An AST is a programming-friendly representation of a document. ASTs reduce the effort required to write tools such as a program that validates links in a document. Ideally, ASTs contain information to track a document element to the position it occupies in the original document. With this information, if you write a tool such as a spell checker, then you can highlight misspelled works precisely in the original document.

On top of that, some features that I don't always need:

* Math support
* Sophisticated code blocks. For example, being able to highlight arbitrary parts of code blocks (not syntax highlighting).
* Diagram support

## Existing formats

### Markdown

* Easy to write using a plain text editor
* Has good AST parsers with position information
* Has math support
* Does not support sophisticated code blocks
* There are many extensions with support for math, diagrams, and many others
* Is very popular and supported everywhere
* However, there is a wide variety of variants and quirks
* Especifically, because Markdown was not designed with parsing in mind, so tools based on different parsers can have differences in behavior

### Djot

=> https://djot.net

It is very similar to Markdown, except:

* It is designed for parsing, so independent parsing implementations are very compatible with each other
* It is not so popular, so there are less extension and tool support

### AsciiDoc

=> https://asciidoc.org

Compared to Markdown:

* It's more complex to write, but mostly because it's different and more powerful
* There are attempts to write better parsers, but good parsers with position information are not available yet
* Supports sophisticated code blocks
* It has a smaller ecosystem than Markdown, but many good quality tools such as Antora

### Typst

=> https://typst.app

Checks all my boxes, except:

* It is designed for parsing and it has an AST, but it is not easy to access
* Currently Typst is very oriented towards generating paged documents (e.g. PDF)
* It includes a full programming language, which is mostly good (very extensible), but this might increase complexity undesirably

Typst is very new and is not yet very popular.

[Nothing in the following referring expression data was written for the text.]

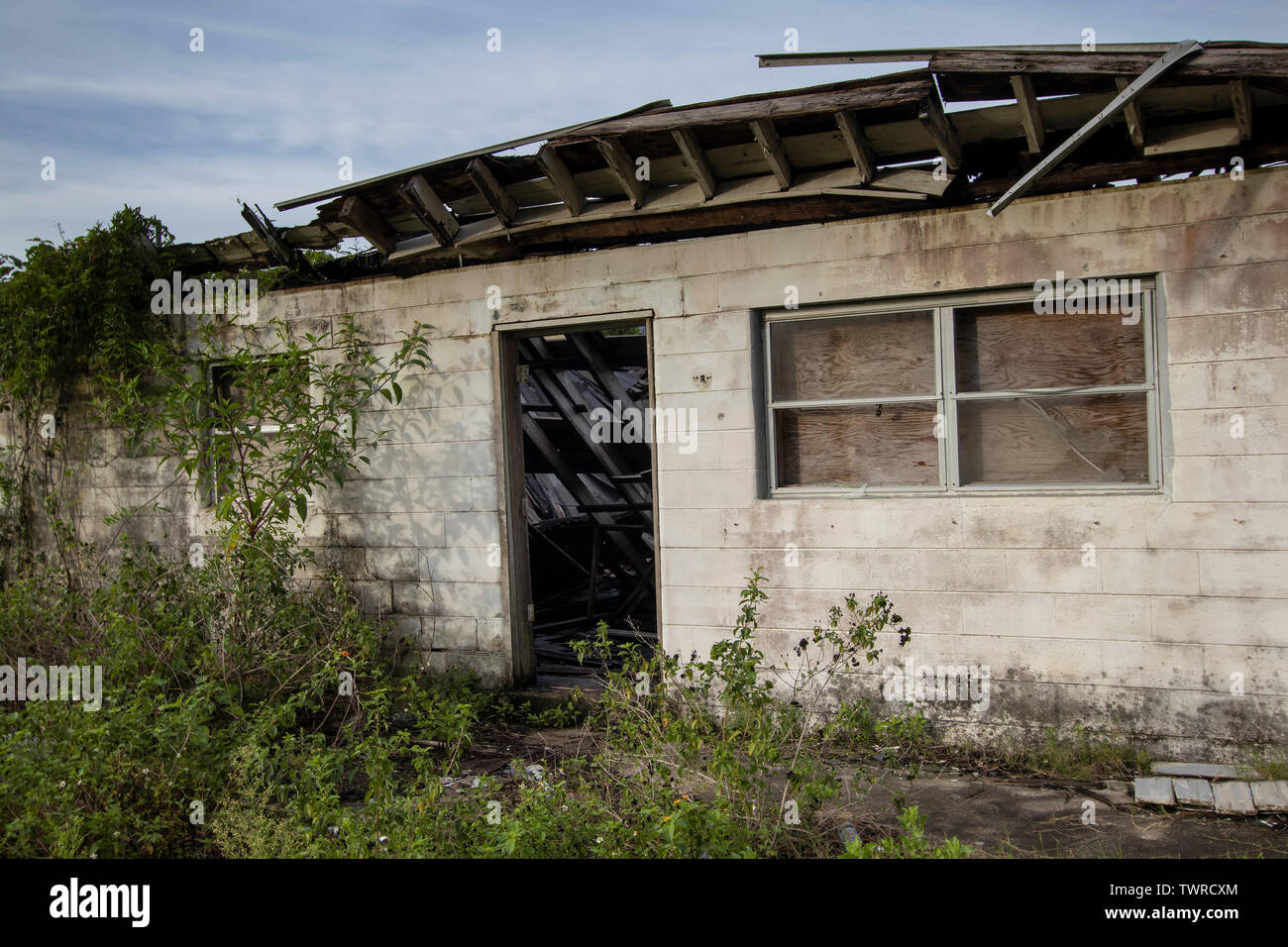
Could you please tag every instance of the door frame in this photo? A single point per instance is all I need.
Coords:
(514, 526)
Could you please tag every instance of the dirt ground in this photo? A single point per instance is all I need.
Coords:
(996, 813)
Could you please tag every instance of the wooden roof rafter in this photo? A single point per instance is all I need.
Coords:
(803, 155)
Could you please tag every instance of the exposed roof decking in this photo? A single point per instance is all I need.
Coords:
(827, 153)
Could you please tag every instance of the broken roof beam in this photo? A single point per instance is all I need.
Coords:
(926, 53)
(940, 131)
(501, 204)
(1132, 115)
(696, 159)
(1240, 99)
(271, 237)
(1214, 62)
(1030, 112)
(359, 214)
(772, 147)
(566, 185)
(1133, 89)
(884, 91)
(861, 150)
(429, 209)
(623, 169)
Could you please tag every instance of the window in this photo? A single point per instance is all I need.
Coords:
(248, 403)
(984, 392)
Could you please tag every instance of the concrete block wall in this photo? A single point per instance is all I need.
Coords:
(1188, 586)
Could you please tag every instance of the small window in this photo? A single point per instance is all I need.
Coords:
(984, 393)
(236, 392)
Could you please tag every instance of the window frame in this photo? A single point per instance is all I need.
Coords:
(947, 397)
(211, 489)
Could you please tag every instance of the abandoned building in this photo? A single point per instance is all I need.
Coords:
(1003, 337)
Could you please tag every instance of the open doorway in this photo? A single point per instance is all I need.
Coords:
(583, 508)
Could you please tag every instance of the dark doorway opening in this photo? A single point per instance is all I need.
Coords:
(588, 493)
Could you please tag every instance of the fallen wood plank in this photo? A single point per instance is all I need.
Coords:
(623, 169)
(1132, 115)
(907, 88)
(912, 179)
(359, 214)
(696, 159)
(1201, 136)
(772, 147)
(1240, 101)
(429, 209)
(502, 205)
(861, 150)
(1030, 114)
(570, 192)
(940, 131)
(1128, 94)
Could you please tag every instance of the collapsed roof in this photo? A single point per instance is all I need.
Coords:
(1074, 120)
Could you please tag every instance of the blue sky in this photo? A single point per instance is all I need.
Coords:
(282, 90)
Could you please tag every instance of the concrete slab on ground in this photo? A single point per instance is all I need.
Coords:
(1234, 797)
(1193, 792)
(1270, 795)
(1197, 771)
(1155, 791)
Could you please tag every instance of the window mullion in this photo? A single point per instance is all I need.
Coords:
(948, 360)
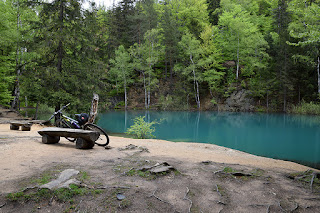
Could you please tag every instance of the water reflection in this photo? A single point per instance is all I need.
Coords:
(281, 136)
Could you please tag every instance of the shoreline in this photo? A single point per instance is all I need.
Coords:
(184, 151)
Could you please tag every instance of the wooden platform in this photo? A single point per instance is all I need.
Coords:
(84, 138)
(25, 125)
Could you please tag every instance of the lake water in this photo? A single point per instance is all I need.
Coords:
(281, 136)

=> https://codeberg.org/haydn/typesetter Typesetter is a desktop application that embeds Typst, so no additional setup is needed. However, Typesetter is only available as a Flatpak.

### Verso

=> https://github.com/leanprover/verso

A Markdown-like closely tied to the Lean programming language.

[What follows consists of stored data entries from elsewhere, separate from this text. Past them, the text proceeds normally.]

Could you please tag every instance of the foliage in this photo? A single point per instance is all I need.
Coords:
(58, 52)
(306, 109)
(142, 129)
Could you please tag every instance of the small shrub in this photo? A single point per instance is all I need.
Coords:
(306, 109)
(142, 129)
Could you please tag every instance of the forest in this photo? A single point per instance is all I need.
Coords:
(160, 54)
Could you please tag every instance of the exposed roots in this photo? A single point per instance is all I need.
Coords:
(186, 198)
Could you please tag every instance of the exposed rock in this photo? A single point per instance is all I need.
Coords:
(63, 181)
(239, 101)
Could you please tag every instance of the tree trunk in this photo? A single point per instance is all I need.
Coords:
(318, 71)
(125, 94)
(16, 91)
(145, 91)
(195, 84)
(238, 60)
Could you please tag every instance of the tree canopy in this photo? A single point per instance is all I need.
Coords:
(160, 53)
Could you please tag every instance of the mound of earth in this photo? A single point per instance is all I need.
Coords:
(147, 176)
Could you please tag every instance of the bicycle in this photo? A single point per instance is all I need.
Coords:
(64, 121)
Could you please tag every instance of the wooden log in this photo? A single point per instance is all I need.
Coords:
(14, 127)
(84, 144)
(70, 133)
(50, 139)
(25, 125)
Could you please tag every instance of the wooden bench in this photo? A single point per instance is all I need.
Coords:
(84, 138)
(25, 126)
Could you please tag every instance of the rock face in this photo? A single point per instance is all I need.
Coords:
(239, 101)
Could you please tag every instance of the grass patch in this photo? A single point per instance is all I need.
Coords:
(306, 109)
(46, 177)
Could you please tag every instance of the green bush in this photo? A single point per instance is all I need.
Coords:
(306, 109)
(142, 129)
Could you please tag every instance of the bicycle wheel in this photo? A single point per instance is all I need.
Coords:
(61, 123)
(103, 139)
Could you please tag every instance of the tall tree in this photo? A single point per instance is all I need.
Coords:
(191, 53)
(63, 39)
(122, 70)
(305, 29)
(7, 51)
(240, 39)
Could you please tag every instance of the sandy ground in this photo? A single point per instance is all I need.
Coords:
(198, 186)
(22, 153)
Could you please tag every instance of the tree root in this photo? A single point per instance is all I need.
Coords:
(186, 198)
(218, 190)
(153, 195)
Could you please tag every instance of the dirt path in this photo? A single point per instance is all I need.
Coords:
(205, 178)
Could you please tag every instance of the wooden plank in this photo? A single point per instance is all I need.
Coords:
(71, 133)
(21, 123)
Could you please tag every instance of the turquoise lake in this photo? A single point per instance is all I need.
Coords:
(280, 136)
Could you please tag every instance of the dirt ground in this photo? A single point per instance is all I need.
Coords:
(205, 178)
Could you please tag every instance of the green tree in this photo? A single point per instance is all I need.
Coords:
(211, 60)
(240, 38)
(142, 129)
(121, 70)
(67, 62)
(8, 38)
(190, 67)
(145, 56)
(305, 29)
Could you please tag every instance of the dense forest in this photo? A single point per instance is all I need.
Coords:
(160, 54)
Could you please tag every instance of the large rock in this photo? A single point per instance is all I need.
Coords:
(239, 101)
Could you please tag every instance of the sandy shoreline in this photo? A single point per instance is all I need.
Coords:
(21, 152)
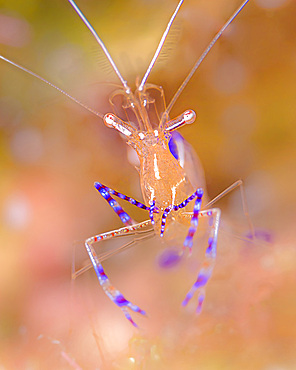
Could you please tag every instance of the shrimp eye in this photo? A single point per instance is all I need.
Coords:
(189, 116)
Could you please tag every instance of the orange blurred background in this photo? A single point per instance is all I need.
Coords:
(52, 151)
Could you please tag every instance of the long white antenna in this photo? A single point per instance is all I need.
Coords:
(204, 54)
(52, 85)
(92, 30)
(160, 45)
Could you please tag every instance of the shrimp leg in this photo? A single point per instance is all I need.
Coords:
(210, 256)
(114, 294)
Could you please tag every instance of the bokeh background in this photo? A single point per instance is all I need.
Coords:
(52, 151)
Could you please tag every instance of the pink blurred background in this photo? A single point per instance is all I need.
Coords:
(52, 151)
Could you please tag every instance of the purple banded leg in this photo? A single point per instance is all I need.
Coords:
(151, 211)
(210, 256)
(124, 217)
(188, 242)
(104, 281)
(198, 195)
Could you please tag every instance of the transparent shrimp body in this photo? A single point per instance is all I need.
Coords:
(168, 179)
(162, 177)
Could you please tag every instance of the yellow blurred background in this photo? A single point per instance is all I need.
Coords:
(52, 151)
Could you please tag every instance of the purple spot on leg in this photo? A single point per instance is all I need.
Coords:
(201, 298)
(187, 298)
(201, 281)
(120, 301)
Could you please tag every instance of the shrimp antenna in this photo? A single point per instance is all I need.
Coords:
(52, 85)
(202, 57)
(160, 45)
(98, 39)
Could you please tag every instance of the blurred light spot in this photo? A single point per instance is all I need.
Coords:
(260, 193)
(17, 211)
(263, 235)
(169, 258)
(27, 145)
(230, 77)
(14, 32)
(238, 120)
(272, 4)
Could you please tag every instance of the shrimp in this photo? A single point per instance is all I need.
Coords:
(169, 191)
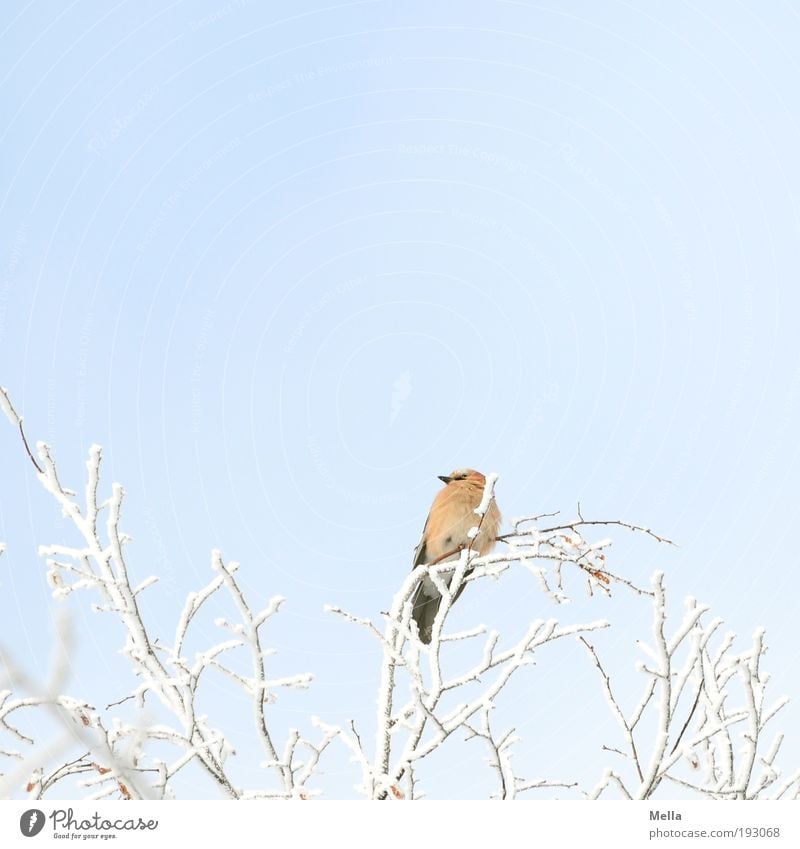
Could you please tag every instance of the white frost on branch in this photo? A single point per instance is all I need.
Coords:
(684, 728)
(118, 760)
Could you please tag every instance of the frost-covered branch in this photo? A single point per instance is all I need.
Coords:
(118, 751)
(683, 729)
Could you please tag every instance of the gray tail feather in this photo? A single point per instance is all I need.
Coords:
(426, 606)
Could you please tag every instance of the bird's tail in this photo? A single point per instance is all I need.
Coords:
(426, 605)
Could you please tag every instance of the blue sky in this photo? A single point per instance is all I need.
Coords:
(288, 263)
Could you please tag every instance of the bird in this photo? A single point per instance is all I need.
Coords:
(445, 535)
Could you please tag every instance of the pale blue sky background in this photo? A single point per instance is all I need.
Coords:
(288, 262)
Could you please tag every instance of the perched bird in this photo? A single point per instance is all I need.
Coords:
(451, 517)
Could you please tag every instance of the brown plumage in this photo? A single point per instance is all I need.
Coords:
(451, 517)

* Eliminates ambiguous syntax for easier parsing and is stricter (not all text is valid Verso)
* Has a (Lean) data model
* Designed for extensibility

### TODO: other formats

=> https://github.com/nota-lang/nota Nota (a document language for the browser)
=> https://github.com/christianvoigt/argdown Argdown (for argumentation)
=> https://github.com/podlite/podlite Podlite
=> https://orgmode.org Org Mode (an Emacs-based tool based on a lightweight markup language)
=> https://github.com/nvim-neorg Neorg (similar to Org Mode for Neovim)
=> https://github.com/sile-typesetter/sile Sile (typesetting system)

## Creating your own formats

=> https://github.com/spc476/MOPML Someone created its own lightweight format using Lua and PEGs.
=> https://tratt.net/laurie/blog/2020/which_parsing_approach.html "Which parsing approach" has information about choosing parsing approaches.

## About gemtext

=> https://geminiprotocol.net/docs/gemtext-specification.gmi

Gemtext is an extremely minimalistic markup language designed for use with the Gemini protocol (an extremely minimalistic protocol similar to HTTP).

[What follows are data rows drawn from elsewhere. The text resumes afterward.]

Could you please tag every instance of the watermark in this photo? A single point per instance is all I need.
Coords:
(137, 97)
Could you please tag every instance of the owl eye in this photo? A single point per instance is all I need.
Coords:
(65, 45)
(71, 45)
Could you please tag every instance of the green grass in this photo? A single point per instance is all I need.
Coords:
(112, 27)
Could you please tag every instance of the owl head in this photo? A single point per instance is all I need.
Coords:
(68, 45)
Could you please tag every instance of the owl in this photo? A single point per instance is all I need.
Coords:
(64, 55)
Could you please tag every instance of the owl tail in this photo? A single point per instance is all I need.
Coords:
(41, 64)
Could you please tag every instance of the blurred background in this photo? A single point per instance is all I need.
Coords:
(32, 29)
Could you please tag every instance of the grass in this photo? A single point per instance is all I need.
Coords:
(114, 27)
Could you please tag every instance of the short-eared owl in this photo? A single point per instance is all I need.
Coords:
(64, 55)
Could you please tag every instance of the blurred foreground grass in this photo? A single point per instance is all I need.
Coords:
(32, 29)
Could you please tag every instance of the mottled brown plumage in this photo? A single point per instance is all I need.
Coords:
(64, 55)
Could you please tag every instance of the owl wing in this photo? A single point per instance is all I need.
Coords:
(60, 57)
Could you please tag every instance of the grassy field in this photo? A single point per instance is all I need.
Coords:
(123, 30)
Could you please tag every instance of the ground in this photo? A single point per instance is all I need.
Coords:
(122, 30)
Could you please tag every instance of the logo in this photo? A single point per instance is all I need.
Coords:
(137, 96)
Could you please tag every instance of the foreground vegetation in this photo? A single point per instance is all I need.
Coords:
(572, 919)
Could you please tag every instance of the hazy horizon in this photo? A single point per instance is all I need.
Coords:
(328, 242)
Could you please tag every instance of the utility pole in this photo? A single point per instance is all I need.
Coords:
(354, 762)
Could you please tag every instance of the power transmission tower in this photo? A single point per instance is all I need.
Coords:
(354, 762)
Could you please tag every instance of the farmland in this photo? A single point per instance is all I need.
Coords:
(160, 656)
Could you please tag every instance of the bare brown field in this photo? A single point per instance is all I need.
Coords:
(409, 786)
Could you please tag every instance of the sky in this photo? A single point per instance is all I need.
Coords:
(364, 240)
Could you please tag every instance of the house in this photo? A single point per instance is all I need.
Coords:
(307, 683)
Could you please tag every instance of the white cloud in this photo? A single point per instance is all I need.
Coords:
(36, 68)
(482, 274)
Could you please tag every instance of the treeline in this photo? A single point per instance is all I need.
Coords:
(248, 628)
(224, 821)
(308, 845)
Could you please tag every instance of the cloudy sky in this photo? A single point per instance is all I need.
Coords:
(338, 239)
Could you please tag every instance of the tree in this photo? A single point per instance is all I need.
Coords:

The Gemini protocol and gemtext are intentionally designed to limit their power, in my opinion as a comment on the web.

This document is gemtext-native for use in my own minimalistic publishing system.

I also use it as a statement, although the limitations of gemtext can be significant in technical writing. For example, gemtext has no inline links, no inline verbatim code, only three levels of headings, etc.